July 3, 2025

Triton library, GPUs, and Flash Attention

This blog post contains a brief talk about certain terms related to GPU processing, in specific, the triton library to code kernels, the GPUs under the hood work, and how the Flash attention implementation takes advantage of the GPUs design to improve and obtain a more efficient performance compared to the vanilla attention implementation.

Important concepts

Memory

GPUs are composed of two types of memory locations, a larger capacity memory called HBM, around 16GB, 32Gb or even 100Gb, and a smaller capacity memory called SRAM, around 20MB, yet a way higher throughput capacity memory. All computations are executed inside the SRAM, leading to the different kernels/programs the need to load data or tensors from HBM to SRAM. Loading data from HBM to SRAM is quite expensive, even resulting in cases where is more efficient to re-compute operations than transferring data between memories.

SM

SRAM is divided into different blocks and each block is assigned to a group of cores in most GPUs. This design allows parallel computations where cores in a group can only access to their assigned SRAM block memory.

Block Size

The block size determines the amount of elements that each kernel is assigned to.

Tiling

Parallelization is the core function of GPUs. Tiling is the implementation of the former idea by allowing tensors, let’s say NxD (where N is the number of elements),to be loaded into B groups/kernels (B = N/BLOCK_SIZE). Often this approach helps fitting large tensors within the limited SRAM capacity.

You can define a BLOCK_SIZE larger than the input tensor, in this type of cases is important to apply a mask to indicate the limit of the size of the input tensor.

Grid

The grid value determines how many kernel instances, or often called blocks, are launched in parallel (tiling). The grid size is calculated as M/BLOCK_SIZE where M is the shape or size of the tensor. If M=256 and BLOCK_SIZE=32, 8 groups/kernel instances are launched, each loading BLOCK_SIZE elements, in this case 32.

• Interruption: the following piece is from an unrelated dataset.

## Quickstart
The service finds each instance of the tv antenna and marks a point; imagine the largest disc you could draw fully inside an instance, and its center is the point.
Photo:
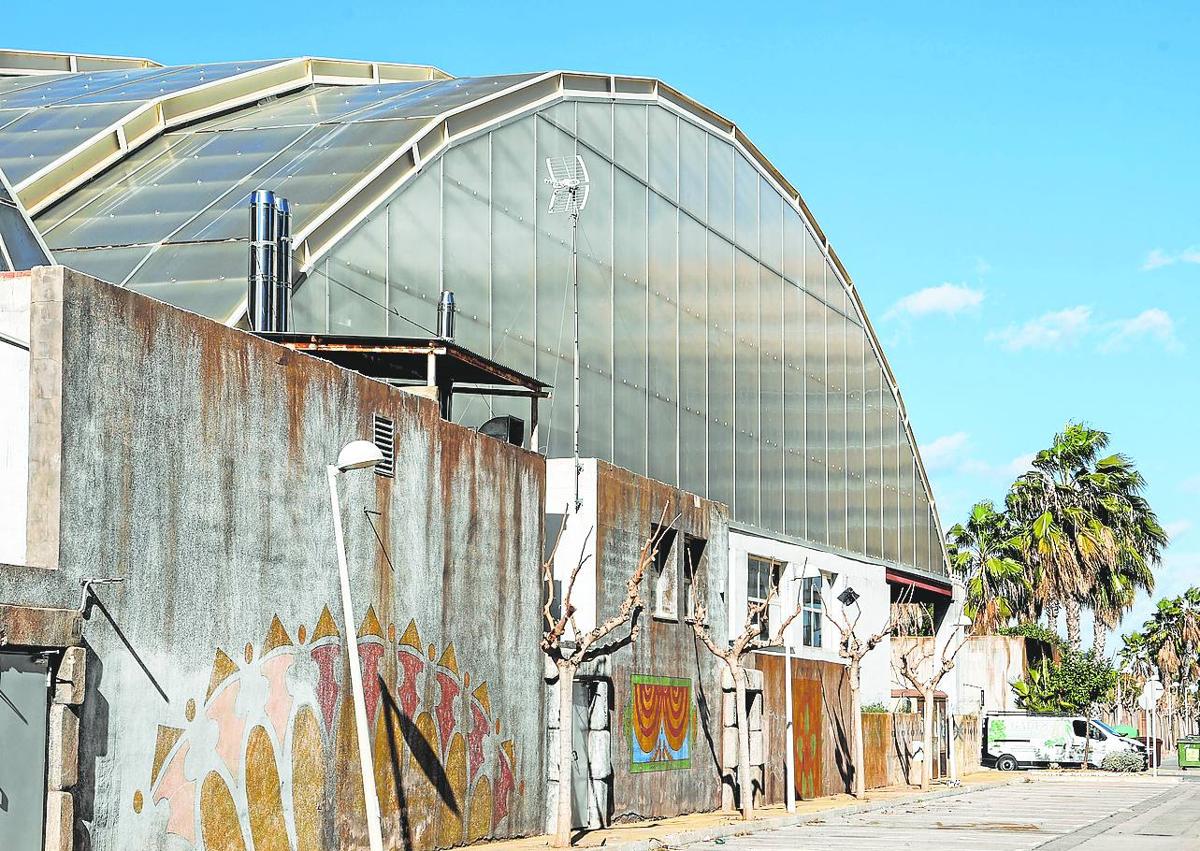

A multidimensional grid can be defined to handle higher dimension matrices, (batch, sequence, channels, etc).

A kernel instance can be understood as the execution of a function. Each kernel instance computes a different part of the matrix but the same function.

Moreover, inside a kernel instance (function execution) the matrix of assigned elements (BLOCK_SIZE) can be further subdivided to perform smaller and faster computations. For instance, in a matrix multiplication operation, a matrix of shape 256x256 can be loaded into groups such as 16 rows of 16x256 elements, each group computed and accumulated, until the entire 256 rows are calculated.

For this reason is common to find for loops inside the kernels code. For loops by default runs sequentially loading group by group, until the entire BLOCK_SIZE elements are computed. Furthermore, in the presence of independent computations, parallel execution of the for loop can be implemented. The row-wise computation of the soft-max activation is a good example of this implementation, where each iteration of the for loop computes an independent row from the input matrix.

Program ID

A unique program id is assigned to each kernel, and it is used to determine the chunk of data to load.

pid = tl.program_id(axis=0)
block_start = pid * BLOCK_SIZE
offsets = block_start + tl.arange(0, BLOCK_SIZE)

Triton Example

Now, let’s see an example of triton code:

import triton
import triton.language as tl

@triton.jit
def add_kernel(
        x_pointer,
        y_pointer,
        output_pointer,
        vector_size,
        BLOCK_SIZE,
):
    pid = tl.program_id(axis=0) # Used to obtain the id of the current program/kernel
    # where a program is the execution of one add_kernel function

    # for a vector of size 256 and a BLOCK_SIZE of 64, each program will access to:
    # [0:64] [64:128] [128:192] [192:256]

    block_start = pid * BLOCK_SIZE # obtain the start pointer 
    # offsets contains all the pointers needed to load all the elements
    # for the current kernel/program execution
    offsets = block_start + tl.arange(BLOCK_SIZE) 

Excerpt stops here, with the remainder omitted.